Table 5 Study quality assessment framework for observational, field studies
Table 6 Study quality assessment framework for experimental mesocosm studies

All relevant studies will undergo quality assessment. To assess accuracy in quality assessment, a reviewer not involved in the initial quality assessment will independently assess quality for 25% of the studies evaluated by other reviewers, and reviewers will discuss and resolve any differences.

Table 7 Study quality assessment framework for experimental field studies

Data extraction

Data will be extracted from studies found in articles that are considered relevant after full text screening. The majority of studies of nutrient stressor-response relationships examine biotic responses across field sites with varying nutrient concentrations, although some compare “reference” to “impacted” sites or experimentally manipulate nutrient concentrations. Most studies will thus use correlation or regression to assess relationships between nutrients and chl-a. The shape and direction (e.g. linear—increasing, linear—decreasing, logarithmic, exponential, sigmoidal) and strength of these relationships will form the basis for meta-analysis and narrative summary of the review results. In most instances, Pearson’s correlation coefficient or Spearman's rho (r) between TN or TP and chl-a will be used as the effect size. Other effect size measures (e.g. standardized slope coefficients: change in standard deviations of y associated with a change of one standard deviation of x [47,48,50]) will also be extracted and explored; however, the correlation coefficient was the most widely used and easily calculable from the example studies examined. Sample sizes will also be extracted for each effect size to estimate effect size variances using meta-analysis models (see “Data synthesis and presentation”). For experimental studies that manipulate nutrient concentrations and report differences in chl-a concentration between control and treatment groups, we will extract or calculate an appropriate “standardized mean difference” effect statistic such as Cohen’s d [50, 51].

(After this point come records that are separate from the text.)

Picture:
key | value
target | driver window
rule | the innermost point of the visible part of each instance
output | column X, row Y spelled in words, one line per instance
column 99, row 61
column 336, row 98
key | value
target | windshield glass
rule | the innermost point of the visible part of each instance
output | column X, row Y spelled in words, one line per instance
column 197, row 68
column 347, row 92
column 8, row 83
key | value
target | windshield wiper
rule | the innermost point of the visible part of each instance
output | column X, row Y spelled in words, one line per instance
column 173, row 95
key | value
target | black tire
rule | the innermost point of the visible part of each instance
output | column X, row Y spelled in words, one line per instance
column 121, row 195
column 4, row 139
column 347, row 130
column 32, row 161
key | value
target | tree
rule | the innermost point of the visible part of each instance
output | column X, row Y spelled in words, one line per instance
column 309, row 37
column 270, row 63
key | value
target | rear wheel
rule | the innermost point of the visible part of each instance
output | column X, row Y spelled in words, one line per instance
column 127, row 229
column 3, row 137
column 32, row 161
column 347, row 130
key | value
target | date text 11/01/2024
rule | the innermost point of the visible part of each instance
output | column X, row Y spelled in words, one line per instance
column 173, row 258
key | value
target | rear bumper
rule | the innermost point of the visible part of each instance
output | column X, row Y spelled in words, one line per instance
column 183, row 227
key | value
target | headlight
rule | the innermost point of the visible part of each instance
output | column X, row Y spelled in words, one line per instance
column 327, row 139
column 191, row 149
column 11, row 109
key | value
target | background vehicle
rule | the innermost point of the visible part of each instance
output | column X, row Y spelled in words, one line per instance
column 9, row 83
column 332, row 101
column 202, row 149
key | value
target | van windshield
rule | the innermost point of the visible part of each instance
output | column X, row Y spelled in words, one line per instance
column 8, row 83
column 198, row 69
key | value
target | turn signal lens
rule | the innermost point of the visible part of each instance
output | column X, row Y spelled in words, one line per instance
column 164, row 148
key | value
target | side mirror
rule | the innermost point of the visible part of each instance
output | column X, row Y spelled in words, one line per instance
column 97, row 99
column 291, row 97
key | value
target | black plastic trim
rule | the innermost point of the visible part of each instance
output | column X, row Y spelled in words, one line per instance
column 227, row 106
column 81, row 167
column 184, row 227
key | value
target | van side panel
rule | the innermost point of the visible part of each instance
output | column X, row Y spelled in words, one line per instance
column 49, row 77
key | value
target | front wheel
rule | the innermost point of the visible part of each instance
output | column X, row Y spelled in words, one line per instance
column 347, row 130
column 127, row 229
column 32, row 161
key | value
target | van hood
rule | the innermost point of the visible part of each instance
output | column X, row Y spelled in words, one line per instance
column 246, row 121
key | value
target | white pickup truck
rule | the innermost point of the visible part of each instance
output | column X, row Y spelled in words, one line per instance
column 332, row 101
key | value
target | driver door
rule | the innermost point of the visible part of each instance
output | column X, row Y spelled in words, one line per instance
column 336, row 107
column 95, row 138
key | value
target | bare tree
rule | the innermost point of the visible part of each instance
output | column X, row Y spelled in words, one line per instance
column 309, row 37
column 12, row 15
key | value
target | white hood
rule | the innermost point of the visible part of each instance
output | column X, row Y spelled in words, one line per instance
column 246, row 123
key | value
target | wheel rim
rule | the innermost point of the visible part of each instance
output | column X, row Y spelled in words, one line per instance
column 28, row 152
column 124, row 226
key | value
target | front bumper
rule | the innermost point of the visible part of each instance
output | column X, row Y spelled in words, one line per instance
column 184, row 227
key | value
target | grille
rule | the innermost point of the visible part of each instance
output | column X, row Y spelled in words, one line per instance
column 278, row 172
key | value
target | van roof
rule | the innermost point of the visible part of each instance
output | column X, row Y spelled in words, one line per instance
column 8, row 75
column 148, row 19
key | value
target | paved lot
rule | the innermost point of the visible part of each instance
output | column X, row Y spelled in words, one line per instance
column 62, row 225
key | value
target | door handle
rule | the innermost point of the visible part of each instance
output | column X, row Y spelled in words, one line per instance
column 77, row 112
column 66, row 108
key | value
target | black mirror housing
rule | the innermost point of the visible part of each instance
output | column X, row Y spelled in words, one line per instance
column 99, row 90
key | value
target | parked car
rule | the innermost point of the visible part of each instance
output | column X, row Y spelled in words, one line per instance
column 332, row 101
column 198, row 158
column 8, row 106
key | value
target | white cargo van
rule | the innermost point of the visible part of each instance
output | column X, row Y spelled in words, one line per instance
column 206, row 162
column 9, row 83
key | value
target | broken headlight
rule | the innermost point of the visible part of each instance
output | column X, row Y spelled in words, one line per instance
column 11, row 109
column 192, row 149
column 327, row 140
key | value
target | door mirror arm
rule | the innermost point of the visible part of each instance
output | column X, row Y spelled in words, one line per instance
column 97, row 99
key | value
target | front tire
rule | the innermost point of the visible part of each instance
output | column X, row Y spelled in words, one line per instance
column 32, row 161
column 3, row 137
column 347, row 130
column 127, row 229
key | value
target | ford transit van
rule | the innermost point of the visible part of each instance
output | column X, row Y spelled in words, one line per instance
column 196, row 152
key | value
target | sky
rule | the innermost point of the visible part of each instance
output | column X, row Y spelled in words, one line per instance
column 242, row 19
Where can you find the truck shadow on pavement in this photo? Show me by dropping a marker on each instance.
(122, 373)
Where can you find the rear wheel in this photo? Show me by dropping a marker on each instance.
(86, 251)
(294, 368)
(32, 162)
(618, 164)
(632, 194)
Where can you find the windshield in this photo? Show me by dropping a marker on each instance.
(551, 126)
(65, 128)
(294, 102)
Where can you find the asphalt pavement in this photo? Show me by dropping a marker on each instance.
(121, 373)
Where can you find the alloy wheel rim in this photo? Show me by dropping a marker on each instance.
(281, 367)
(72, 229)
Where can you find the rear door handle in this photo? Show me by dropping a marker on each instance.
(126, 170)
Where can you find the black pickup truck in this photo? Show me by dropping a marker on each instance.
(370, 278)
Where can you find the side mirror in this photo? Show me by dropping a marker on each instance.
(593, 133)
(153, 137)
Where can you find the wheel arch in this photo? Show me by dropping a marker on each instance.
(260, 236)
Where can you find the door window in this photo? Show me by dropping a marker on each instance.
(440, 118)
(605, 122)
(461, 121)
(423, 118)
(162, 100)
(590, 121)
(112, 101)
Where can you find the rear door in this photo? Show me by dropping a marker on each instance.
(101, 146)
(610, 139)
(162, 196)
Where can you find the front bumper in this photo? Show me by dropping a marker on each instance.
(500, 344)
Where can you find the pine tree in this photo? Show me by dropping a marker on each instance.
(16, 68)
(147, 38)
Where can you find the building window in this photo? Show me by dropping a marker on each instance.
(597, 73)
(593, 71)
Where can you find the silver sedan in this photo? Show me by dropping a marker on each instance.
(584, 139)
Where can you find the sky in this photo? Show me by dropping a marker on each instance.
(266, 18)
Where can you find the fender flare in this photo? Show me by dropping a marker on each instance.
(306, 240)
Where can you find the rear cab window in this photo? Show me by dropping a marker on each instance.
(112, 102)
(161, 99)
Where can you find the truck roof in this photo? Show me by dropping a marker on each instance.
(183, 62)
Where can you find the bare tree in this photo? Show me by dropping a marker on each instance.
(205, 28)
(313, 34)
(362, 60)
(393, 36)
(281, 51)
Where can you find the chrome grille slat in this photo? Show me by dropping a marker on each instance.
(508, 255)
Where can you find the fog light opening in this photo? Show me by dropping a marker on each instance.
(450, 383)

Authors will be contacted if a study indicates that an effect size was calculated, but not reported (e.g. for negative associations). For studies not reporting effect sizes, raw data will be extracted from figures using image analysis software when possible and effect sizes will be calculated. If no effect size is reported and raw data are not presented (e.g. only site means are provided in a table), these studies will not be use in meta-analysis. The initial “test set” of relevant literature will be used to refine the data extraction fields as needed.

One to six reviewers will participate in data extraction from all relevant studies. To assess accuracy in data extraction, a reviewer not involved in initial data extraction will independently extract data for 25% of studies, and any differences will be discussed and resolved. Extracted data from relevant studies will be provided as an appendix or in a publicly-available USEPA data repository.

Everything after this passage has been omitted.